Clothes? Check. Money? Check. Cell phone? Check. Wait! No cell phone. This is no ordinary trip, I remembered. I was going to Thailand, a country far away from the United States. As far as crossing the Pacific Ocean and passing Japan straight into Chiang Mai, Thailand. Why would I even head out there in the first place? I was chosen to go see the “world” and help teach traditional dancing. I was still a student and unwilling. But, by the time the trip was ending, I was teaching and enjoying the time I have left with my little dancers.
Departing from San Francisco International Airport, we stopped at Taipei, China. This is where my journey began. I saw this old Hmong couple with a cardboard sign saying that they need a Hmong translator. They were going back to Laos after visiting the United States. Somehow they missed a couple of their planes. I can feel how frightened and worried they were. So my teacher and I decided to help them. I was so disappointed that there was not one educated Hmong person to help them reach their homeland. Yet, I was glad to have met them because this one event changed the way how I planned my future.

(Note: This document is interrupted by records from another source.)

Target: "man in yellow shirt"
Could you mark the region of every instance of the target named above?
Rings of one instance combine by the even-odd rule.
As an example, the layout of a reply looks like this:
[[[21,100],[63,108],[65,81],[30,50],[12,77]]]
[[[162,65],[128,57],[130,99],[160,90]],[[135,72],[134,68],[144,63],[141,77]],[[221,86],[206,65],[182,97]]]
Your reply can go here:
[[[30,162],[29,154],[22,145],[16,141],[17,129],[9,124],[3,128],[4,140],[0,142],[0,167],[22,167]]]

Once we got to Chiang Mai, Thailand, we rented a car and went straight to Chiang Rai, our destination. Driving up the mountains was like riding a roller coaster, twisting and turning but no loops. When we reached the top of the mountain, I was so dizzy that I did not realize the beauty around me. It’s not the beauty of human doings, but the beauty of nature. The green fields of crops, the mountains, the fog, the smell of fresh air were unlike in the city. It holds a mysterious atmosphere yet a calming appearance, like a dream.
Starting from that day was my job. Throughout the weeks that I stayed there, I have taught those girls and have learned from them. I saw their compassion and dedication to learn. I saw the hardships they have to go through. I went with them once to their farming sites and trust me, it was a long walk. Not only did it take four hours but they have to carry heavy tools and supplies. Then they have to stay many nights at their farm sites to watch over the plants. I realize how much of an easy life I have in the United States. There was education here whereas none there. The day before we left, we had a little performance to tell the village how much they have learned. They did a wonderful job considering that it was their first time dancing. Then, the night that my teacher, my aunt, my uncle, and I were to leave, all the girls came to stay with us. Under the night sky that watched over them and on the earth that provided them food, was where we slept. The next morning, they all cried.
I, myself was crying, but a stronger feeling came upon me. The feeling of wanting a better future for those girls made me realize what I need to do. I need to improve myself and gather as much knowledge as I can. I need to succeed in my life in order to help theirs. I can now go back to my checklist and add some more things. Dreams? Check. Goals? Check. College? I heading that way.